Le Vicomte se leva sans crier gare et emplit deux de ces verres, qu'ils avaient fait venir de Venise, d'un nectar, dont elle devinerait bien vite la teneur à cet arôme épicé. La forcer à boire ? Non. Gagner du temps, gagner du temps à tout prix sans avoir à affronter ces yeux qu'il sentait sur lui. Les prémices n'étaient pas encore lancées que déjà il fuyait. Trois mots avaient suffi. Elle était venue. Evidemment, forcément, il ne pouvait en être autrement tant cette femme incarnait l'impossibilité d'un accroc, d'un retard, d'un contretemps. Cette évidence qu'elle lui avait jetée en pâture ne lui correspondait pas, elle épousait plutôt la forme de l'aveu. Un aveu d'humanité, un aveu amical, familier, loin de la salutation froide et formelle à laquelle le Phoenix s'était préparé. Etait-ce une épreuve si terrible que d'avoir franchi ce seuil, terrible au point de se confondre d'emblée en le soulignant d'une surprenante évidence ? Et si elle était aussi troublée que lui ? L'idée lui traversa l'esprit tandis qu'il lui tendit le verre. Alors seulement, son accent d'oc résonna en un flot aussi paisible que distant. La distance, l'étiquette, la courtoisie, voilà tous les échappatoires qui lui restaient encore. Car déjà son envie de lutter l'avait quitté, sous les assauts du simple "si" qui avait jailli de son esprit tourmenté. Le "si" signifiait "peut-être", le "peut-être" relevait de l'espérance et cette espérance-là, à peine effleurée par ses pensées, avait anéanti toutes velléités de résister.

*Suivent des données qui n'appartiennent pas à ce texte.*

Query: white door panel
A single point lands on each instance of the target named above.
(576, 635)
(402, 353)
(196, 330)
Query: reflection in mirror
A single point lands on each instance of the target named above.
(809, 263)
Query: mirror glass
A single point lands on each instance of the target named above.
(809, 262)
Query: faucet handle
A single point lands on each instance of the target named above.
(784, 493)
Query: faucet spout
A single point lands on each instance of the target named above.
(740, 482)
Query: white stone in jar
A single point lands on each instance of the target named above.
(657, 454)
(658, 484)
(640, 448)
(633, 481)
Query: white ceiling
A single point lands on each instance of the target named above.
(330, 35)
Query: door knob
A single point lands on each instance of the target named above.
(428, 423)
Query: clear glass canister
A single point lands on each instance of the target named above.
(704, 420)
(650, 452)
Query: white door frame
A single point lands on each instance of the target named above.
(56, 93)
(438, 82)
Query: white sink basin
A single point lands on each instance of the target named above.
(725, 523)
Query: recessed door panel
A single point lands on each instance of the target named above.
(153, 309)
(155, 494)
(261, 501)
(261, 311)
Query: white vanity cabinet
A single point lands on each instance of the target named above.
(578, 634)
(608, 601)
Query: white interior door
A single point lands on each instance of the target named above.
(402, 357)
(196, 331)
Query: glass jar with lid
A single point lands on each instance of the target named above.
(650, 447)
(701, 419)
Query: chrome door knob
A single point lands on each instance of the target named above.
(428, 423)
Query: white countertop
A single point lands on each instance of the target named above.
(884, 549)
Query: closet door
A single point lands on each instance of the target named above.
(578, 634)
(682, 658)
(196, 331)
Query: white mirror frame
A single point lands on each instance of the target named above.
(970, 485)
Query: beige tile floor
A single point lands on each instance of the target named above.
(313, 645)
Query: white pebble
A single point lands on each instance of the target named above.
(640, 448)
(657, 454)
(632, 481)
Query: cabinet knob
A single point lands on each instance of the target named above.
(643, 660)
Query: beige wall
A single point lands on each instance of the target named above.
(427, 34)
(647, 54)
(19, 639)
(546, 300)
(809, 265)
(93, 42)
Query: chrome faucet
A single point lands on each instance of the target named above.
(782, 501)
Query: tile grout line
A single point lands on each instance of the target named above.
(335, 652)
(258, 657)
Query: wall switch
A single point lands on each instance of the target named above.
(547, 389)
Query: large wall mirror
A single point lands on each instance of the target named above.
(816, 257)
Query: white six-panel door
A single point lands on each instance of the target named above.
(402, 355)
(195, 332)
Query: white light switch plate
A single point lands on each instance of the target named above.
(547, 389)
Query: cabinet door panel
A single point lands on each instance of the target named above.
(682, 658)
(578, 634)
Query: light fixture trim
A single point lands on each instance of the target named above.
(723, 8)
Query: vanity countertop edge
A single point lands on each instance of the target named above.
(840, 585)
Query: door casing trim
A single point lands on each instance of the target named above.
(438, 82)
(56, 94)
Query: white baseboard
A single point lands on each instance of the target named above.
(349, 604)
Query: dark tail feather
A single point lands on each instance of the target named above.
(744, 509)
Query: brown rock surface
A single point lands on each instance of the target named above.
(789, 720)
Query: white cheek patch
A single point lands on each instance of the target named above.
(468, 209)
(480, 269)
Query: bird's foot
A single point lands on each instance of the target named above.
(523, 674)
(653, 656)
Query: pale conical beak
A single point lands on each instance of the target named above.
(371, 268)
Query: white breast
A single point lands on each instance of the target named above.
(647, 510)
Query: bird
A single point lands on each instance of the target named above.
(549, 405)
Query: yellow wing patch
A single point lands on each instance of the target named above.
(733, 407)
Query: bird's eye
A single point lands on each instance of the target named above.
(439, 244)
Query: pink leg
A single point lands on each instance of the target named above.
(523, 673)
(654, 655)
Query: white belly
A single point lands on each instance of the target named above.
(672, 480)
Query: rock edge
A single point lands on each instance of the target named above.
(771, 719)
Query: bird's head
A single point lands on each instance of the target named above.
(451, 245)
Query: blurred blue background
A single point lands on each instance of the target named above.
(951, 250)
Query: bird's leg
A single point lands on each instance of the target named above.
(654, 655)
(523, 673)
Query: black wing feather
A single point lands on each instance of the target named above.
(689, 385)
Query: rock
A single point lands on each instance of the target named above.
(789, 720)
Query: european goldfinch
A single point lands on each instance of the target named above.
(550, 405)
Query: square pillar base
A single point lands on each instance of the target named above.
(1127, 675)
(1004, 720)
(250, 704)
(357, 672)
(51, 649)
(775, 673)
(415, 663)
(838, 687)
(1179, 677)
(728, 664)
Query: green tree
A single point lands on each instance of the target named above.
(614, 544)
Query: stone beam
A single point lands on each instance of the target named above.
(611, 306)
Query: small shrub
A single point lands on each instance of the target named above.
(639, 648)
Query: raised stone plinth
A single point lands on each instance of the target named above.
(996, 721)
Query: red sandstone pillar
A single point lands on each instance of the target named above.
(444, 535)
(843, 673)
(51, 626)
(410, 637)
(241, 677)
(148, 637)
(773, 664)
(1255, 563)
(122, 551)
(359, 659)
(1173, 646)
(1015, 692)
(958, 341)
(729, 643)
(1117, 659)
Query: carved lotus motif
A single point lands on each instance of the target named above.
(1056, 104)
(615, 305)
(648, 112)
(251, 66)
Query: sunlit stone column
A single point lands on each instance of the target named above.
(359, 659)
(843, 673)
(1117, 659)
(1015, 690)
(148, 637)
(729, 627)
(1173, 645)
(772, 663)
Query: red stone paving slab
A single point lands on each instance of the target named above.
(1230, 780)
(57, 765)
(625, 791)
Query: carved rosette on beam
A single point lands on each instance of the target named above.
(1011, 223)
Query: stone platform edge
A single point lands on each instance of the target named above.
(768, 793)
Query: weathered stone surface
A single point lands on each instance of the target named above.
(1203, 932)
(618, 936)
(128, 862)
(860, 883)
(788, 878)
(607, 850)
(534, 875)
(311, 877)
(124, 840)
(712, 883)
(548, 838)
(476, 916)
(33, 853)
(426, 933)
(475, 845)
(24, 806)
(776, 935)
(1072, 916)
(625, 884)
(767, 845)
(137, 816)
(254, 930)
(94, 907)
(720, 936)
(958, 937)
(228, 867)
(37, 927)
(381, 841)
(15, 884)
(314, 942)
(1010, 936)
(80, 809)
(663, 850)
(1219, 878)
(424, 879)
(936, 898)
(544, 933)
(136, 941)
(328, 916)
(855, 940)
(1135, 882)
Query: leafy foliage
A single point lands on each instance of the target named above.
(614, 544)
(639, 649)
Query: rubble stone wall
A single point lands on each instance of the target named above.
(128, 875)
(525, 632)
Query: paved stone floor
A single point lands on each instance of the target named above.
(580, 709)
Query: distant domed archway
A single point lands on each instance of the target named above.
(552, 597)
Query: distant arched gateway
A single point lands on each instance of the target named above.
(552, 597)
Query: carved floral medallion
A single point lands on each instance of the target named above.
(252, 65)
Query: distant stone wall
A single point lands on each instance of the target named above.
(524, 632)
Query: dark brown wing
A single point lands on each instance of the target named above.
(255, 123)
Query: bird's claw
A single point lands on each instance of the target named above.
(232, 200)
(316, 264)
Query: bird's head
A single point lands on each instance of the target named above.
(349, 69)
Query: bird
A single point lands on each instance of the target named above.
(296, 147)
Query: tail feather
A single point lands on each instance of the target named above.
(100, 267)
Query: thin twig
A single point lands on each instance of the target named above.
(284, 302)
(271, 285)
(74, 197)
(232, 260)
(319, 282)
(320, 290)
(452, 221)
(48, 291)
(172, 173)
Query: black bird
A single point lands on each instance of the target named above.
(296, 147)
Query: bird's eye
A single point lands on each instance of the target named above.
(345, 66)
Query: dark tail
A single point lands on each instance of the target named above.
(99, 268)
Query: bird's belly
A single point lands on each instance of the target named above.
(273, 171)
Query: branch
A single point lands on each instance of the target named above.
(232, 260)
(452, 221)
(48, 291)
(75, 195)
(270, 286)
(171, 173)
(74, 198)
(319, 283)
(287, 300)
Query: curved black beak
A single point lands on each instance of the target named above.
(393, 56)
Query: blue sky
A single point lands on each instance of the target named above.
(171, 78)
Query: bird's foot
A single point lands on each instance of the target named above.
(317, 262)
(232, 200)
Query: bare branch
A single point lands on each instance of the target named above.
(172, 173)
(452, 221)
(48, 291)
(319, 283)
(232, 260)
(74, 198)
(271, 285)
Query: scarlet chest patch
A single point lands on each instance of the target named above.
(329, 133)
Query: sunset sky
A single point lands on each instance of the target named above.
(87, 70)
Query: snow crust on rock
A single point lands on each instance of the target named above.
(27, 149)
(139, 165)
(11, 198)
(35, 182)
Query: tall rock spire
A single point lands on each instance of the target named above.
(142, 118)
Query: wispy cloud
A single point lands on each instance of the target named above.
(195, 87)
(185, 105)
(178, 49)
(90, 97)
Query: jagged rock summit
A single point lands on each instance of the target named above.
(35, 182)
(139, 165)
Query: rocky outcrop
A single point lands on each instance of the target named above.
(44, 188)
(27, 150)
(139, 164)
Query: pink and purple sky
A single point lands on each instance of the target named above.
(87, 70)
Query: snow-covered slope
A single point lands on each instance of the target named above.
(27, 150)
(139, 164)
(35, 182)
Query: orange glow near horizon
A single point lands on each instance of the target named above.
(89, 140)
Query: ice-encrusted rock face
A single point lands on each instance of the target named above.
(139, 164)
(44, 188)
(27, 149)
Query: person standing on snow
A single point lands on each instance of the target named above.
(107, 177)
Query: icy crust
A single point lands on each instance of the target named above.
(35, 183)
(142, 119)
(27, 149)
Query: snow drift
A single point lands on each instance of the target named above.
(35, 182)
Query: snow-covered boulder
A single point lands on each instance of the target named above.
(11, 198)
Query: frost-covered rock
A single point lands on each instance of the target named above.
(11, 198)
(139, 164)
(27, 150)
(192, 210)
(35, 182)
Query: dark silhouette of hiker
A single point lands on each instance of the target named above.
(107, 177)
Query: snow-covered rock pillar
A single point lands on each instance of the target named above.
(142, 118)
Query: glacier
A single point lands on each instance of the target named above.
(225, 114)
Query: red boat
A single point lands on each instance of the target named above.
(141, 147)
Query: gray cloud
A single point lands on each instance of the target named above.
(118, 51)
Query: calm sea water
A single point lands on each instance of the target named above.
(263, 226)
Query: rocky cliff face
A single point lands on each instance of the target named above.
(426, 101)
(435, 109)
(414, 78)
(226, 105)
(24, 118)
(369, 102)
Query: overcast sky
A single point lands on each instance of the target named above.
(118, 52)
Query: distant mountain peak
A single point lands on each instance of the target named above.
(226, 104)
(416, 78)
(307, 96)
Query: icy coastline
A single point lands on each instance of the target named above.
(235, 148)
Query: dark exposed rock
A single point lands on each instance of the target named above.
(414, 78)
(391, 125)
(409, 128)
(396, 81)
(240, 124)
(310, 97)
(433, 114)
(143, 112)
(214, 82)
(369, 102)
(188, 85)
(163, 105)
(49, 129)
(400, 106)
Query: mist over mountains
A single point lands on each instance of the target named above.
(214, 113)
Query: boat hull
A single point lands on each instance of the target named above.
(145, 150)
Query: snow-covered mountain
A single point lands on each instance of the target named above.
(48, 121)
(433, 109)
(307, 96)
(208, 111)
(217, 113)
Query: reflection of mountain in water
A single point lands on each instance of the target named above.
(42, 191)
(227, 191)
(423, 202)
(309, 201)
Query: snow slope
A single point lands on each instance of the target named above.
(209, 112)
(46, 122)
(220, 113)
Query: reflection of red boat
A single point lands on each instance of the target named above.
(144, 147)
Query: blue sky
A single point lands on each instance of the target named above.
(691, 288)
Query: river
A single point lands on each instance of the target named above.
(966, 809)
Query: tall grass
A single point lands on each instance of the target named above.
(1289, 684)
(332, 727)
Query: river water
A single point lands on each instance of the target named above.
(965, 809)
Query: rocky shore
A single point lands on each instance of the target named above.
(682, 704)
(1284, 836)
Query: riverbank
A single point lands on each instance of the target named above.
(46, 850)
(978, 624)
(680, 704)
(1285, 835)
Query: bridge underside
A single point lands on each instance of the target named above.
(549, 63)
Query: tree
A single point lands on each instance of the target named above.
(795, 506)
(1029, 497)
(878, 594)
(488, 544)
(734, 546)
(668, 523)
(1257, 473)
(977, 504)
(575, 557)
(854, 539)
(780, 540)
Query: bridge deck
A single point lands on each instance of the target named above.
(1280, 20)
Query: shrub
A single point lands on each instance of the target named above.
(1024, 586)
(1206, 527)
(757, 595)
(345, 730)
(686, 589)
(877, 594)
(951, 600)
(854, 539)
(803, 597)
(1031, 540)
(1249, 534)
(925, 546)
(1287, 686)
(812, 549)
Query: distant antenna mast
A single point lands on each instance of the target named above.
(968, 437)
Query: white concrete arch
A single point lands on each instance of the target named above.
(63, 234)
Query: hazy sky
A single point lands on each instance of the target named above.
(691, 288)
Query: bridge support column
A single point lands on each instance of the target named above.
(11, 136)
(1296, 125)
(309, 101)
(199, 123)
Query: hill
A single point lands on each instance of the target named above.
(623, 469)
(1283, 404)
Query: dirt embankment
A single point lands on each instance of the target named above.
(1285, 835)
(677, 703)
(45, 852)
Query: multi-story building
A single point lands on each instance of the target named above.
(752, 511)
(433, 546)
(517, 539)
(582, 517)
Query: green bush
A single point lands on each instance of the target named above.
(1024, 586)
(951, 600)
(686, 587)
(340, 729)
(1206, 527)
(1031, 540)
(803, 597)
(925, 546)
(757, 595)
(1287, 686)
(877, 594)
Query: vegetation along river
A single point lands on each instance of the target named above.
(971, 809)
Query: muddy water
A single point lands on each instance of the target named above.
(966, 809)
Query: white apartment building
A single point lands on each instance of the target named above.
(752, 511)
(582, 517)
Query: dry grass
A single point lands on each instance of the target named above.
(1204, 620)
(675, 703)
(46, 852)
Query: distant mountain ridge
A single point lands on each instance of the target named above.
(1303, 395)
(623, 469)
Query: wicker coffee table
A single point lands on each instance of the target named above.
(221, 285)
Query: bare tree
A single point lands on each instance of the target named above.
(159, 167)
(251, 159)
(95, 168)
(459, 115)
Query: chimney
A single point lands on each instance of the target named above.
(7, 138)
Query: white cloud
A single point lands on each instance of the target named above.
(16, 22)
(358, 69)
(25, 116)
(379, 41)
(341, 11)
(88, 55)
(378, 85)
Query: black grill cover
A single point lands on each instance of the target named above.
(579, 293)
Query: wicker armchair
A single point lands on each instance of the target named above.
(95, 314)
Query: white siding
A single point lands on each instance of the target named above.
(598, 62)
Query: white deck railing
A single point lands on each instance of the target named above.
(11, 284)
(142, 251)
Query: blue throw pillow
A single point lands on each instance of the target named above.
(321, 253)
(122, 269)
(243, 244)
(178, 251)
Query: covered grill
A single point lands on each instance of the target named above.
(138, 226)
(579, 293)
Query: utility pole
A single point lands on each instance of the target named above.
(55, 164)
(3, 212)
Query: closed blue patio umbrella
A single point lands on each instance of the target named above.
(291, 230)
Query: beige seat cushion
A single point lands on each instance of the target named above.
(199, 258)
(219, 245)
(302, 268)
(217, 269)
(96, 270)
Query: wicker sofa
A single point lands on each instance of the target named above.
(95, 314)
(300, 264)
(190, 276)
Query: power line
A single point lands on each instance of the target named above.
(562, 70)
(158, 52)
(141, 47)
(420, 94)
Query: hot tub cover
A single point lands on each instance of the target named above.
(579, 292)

Les épices de l'hypocras chassent le sommeil, glissa-t-il en reprenant place et en invitant son hôte à faire de même. J'en bois chaque soir un verre afin de retarder le supplice de fermer les yeux. Et comment pouvait-il en être autrement pour cet homme ravagé par la mortelle épidémie qui emportait les êtres si chers à son coeur les uns après les autres ? De ses nuits ne lui demeuraient en tête que les horreurs méphitiques disséminées dans ses cauchemars. Il se réveillait épuisé, transpirant, tourmenté et ne tardait pas à s'enfouir sous le travail pour oublier et vivre un peu, peut-être, en attendant le crépuscule suivant. Le visage froid qu'il voulait lui opposer dans ses plus fines stratégies, paraissait las. Pourtant subsistait cette lueur, cette espérance dans ses iris d'ocre brûlé. Il ne cachait plus, il ne jouait plus, il ne lambinait plus, il était lui: un homme harassé par ses fonctions, fatigué par ses deuils, mais affable, amical et depuis quelques instants, depuis ce "Je suis venue" posé comme une réponse à son attente insensée d'un renouveau dans son existence, espérant.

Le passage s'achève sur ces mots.